Additionally, although adoption has grown significantly in well-established areas of the US biosimilars industry, such as the oncology space, growth stagnated in 2021 and 2022. Reed warned that without biosimilar adoption and subsequent savings, companies may reconsider if biosimilars are worth the investment.
“What we're experiencing, why we as an industry are scratching our heads is we're not getting the cost savings or the market access and the uptake that we expected when we started down this journey….And if there's not a market to launch and to be successful in, it's a very high-cost proposition that companies are going to reconsider,” said Reed.

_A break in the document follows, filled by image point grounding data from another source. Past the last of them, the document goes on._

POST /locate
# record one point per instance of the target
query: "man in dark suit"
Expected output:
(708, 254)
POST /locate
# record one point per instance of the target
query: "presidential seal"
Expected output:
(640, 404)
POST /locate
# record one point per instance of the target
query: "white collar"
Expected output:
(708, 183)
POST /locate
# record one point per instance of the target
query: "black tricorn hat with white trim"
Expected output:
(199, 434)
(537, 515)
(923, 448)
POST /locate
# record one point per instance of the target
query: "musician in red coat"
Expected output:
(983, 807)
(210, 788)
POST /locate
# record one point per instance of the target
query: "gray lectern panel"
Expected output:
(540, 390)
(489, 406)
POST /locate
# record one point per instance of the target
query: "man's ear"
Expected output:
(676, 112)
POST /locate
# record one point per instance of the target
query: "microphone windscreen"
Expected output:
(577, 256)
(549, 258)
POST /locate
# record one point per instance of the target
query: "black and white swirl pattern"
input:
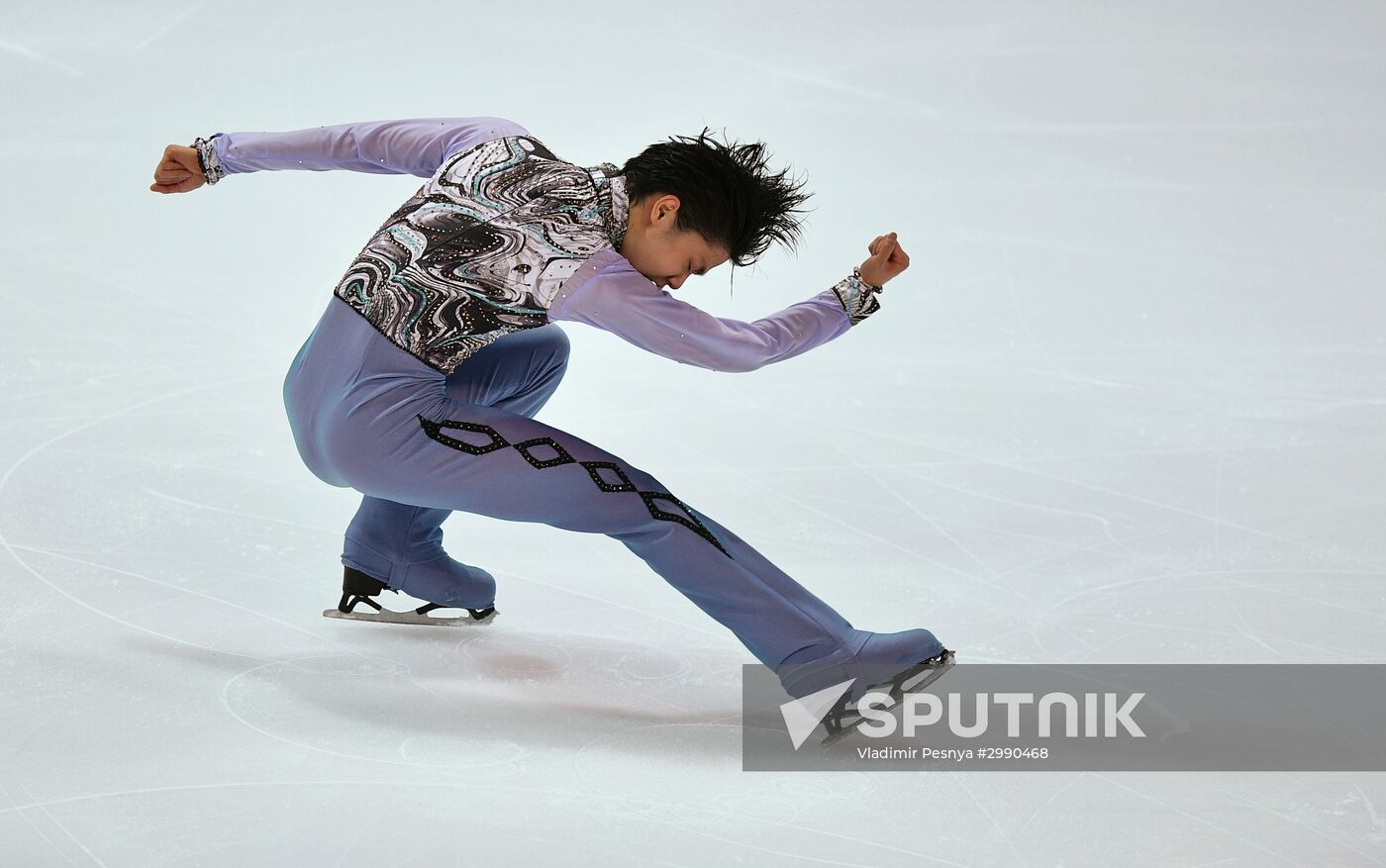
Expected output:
(482, 247)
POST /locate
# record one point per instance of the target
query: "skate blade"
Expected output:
(908, 681)
(387, 616)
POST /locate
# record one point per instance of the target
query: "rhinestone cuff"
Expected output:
(856, 296)
(212, 169)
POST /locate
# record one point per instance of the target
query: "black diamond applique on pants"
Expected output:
(606, 476)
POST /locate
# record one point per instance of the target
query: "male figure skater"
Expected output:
(420, 381)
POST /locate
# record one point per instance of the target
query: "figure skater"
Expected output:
(420, 381)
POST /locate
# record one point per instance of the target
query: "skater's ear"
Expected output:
(660, 213)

Reed noted how the pricing structure taken with Amjevita may influence pricing structures for all biosimilars to come. When Amgen launched the product, it used a dual pricing structure (5% and 55% lower than Humira) for the purposes of gaining access to formularies and rebates while still offering employers cost savings. Reed predicted more companies will take a similar approach and stressed that pharmacy benefit manager interference in formulary decisions are forcing this strategy.
Furthermore, the few payers that have publicized that they will cover adalimumab biosimilars have all said they will only cover a few and they will be on the same preference tier as the originator, limiting market competition and access for most adalimumab biosimilars.
Reed explained the ethical issue of step edits that require patients to “fail first” using the originator before being prescribed a biosimilar, saying that officials at the FDA that she’s spoken with agree with her.
“If a patient clinically failed on the reference product and the biosimilar is FDA approved to be the same safety, quality, and [efficacy], why would the physician ever give the same product to the patient?” Reed noted.
Reed summarized saying that things need to change at the industry and policy levels in a way that prioritizes patients over profits and backend rebates. She noted the Biologics Price Competition and Innovation Act (BPCIA), which was passed as part of the Affordable Care Act and established the biosimilar regulatory framework.
“The status quo for biosimilars cannot continue if there is to be a biosimilars industry. What's really important about [the BPCIA] is the first authorization by Congress giving and authorizing the FDA to create competition through regulation of a competitive new competitive market. If this one fails, what one is ever going to [work]? And you're seeing wonderful new innovations but if you continue to have no competition, the cost for the access to any of these new innovations is going away."